Saul Drier and Ruby Sosnowicz are Holocaust survivors who made their way to America after World War II. When they retired, they decided to start a Klezmer band, channeling their traumatic experiences into vivid recreations of the music and energy of the Poland they remembered from before the war. The band’s name – Holocaust Survivor Band – is direct, representing the signature enthusiasm of these two old men with a wealth of memories and eagerness to express themselves. As they navigate age, loss, and identity traveling around to play music, they prepare for a trip back to Poland to confront the history that shaped them.

This film is an endearing portrait of two friends who have chosen to embrace a defining aspect of their stories and use it for good. The images and anecdotes that are presented about their childhoods and the deaths of their family members in concentration camps are upsetting, and it is clear that the way they view the world is particularly astounding given the horrors they have had to face.

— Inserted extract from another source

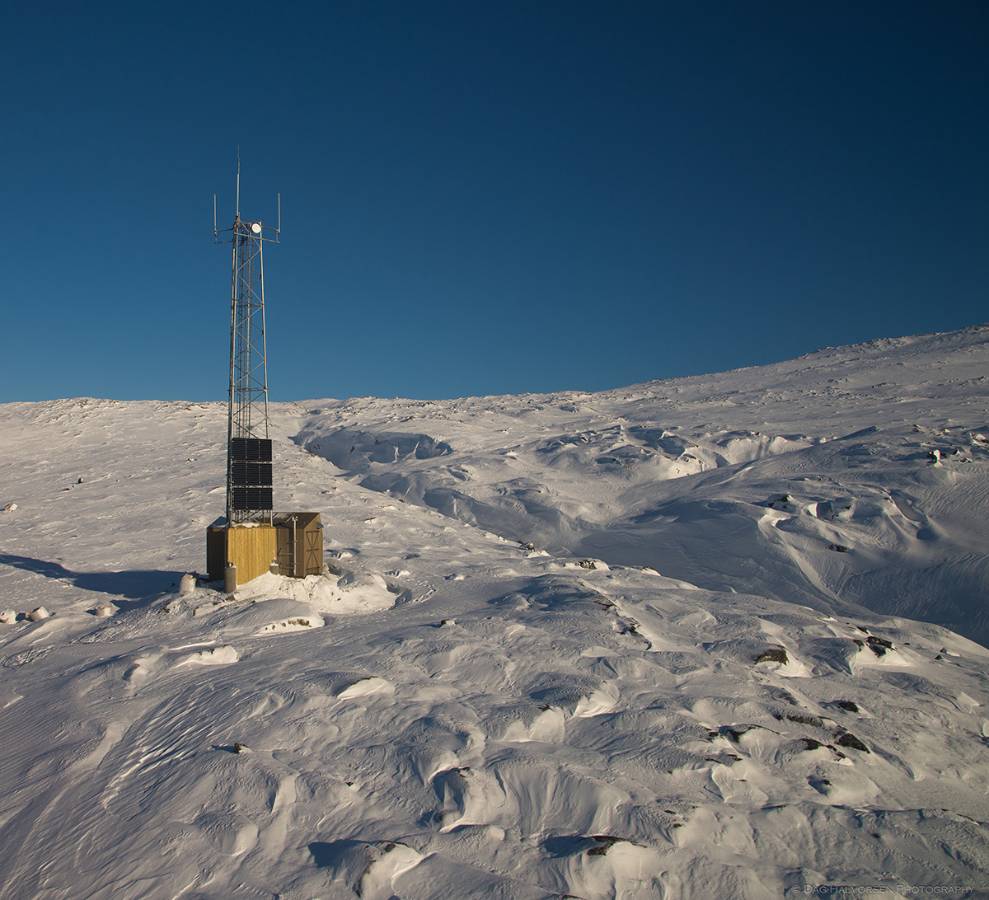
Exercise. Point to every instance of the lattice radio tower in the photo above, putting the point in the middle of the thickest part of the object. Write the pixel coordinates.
(249, 482)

Yet they persevere and latch on to dreams of grandeur, ready to start at synagogues and public libraries to infuse a bit of culture back into the community from a heritage that only they and those of their generation can truly remember.

This film, and the band it showcases, represent an engagement with the past that many Holocaust survivors, including Saul and Ruby earlier on in their lives, do not do. The deep pain and trauma formed during the destruction of so much of the Jewish community in Europe is difficult to relive, and Saul and Ruby’s approach shouldn’t be seen as the only or even the most common way to ensure that their descendants and the rest of the world remember what happened so that history is not repeated. This film, for those who are open to it, is a delight, featuring two real personalities who still have plenty to offer after a long and challenging life.